An abstractly autobiographical story, Copeland, the first African-American ballerina to become a principal dancer of the American Ballet Theater, uses the story of her own rise to encourage a young dancer struggling with confidence. The girl believes that Misty’s success and talent are an unachievable goal for someone like her. Misty denies this, relating that she once stood in the girl’s ballet slippers, and that hard work, dedication, and belief in herself is what made her great. She shows the girl that with these qualities, she too will shine bright as a Firebird, and inspire the next generation of dreamers that follows.

This book was fabulous. On the surface, it’s a classic lesson in achieving through work and perseverance, made all the more authentic due to its author. More than this, though, it is a wholly unique ballerina book that injects a little style and color into a well-worn genre. As Copeland notes in her afterward, while there are plenty of books about ballerinas, there are very few about ballerinas who look like her, and she wanted to write a book for them. The stylistic, lyrical text and bright, vibrant hues of the illustrations join the story in celebrating dancers of color (including boys in the final pages, a lovely surprise!) in a way that departs from the prim, pastel images of most ballet books, giving it a vibrancy that these stories can lack. The length was great for little ones, and JJ adored the story and art. If you’re looking for a ballerina book that breaks the mold, this is it. We loved it, and it’s Baby Bookworm approved!

More-igami (Dori Kleber)


Hello! Today, we read More-igami, written by Dori Kleber and illustrated by G. Brian Karas.

Joey is a little boy who loves things that fold: he collects old maps, plays the accordion, and sleeps on a foldaway bed. One day, a classmate’s mother comes to class and shows Joey how to fold origami, and he is blown away. She tells him that to become an origami master, he must practice and have patience, so Joey practices on everything he sees: the newspaper, his sister’s sheet music, even money from his mom’s purse, driving his family crazy! Can Joey find a place to practice his craft so that he can become an origami master?

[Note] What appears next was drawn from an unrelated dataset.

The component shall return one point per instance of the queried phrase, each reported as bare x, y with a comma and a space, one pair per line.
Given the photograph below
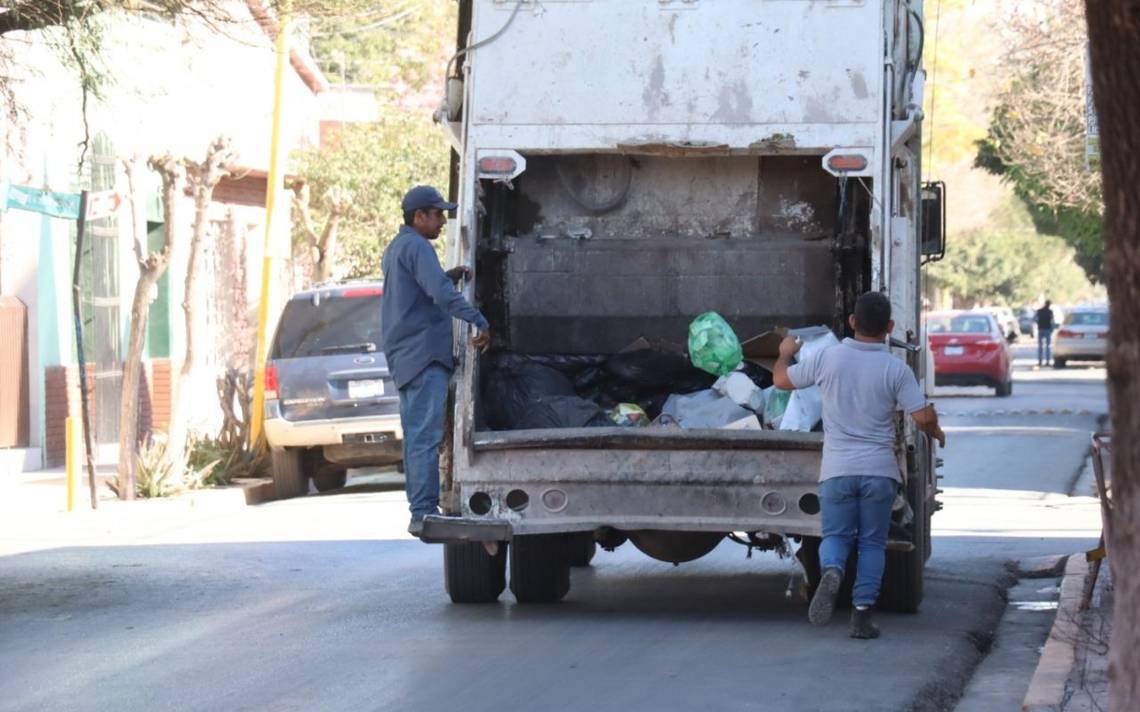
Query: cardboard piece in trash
764, 349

This was a really cute book! On the surface, it teaches kids about origami, which is an awesome craft (there are even instructions for making an origami ladybug in the back of the book). But underneath, it’s a great lesson about learning how to do anything, and the hard work and dedication it takes to do so. In addition, the illustrations are colorful and sweet, the length is pretty good for baby bookworms, and JJ really enjoyed it. Baby Bookworm approved!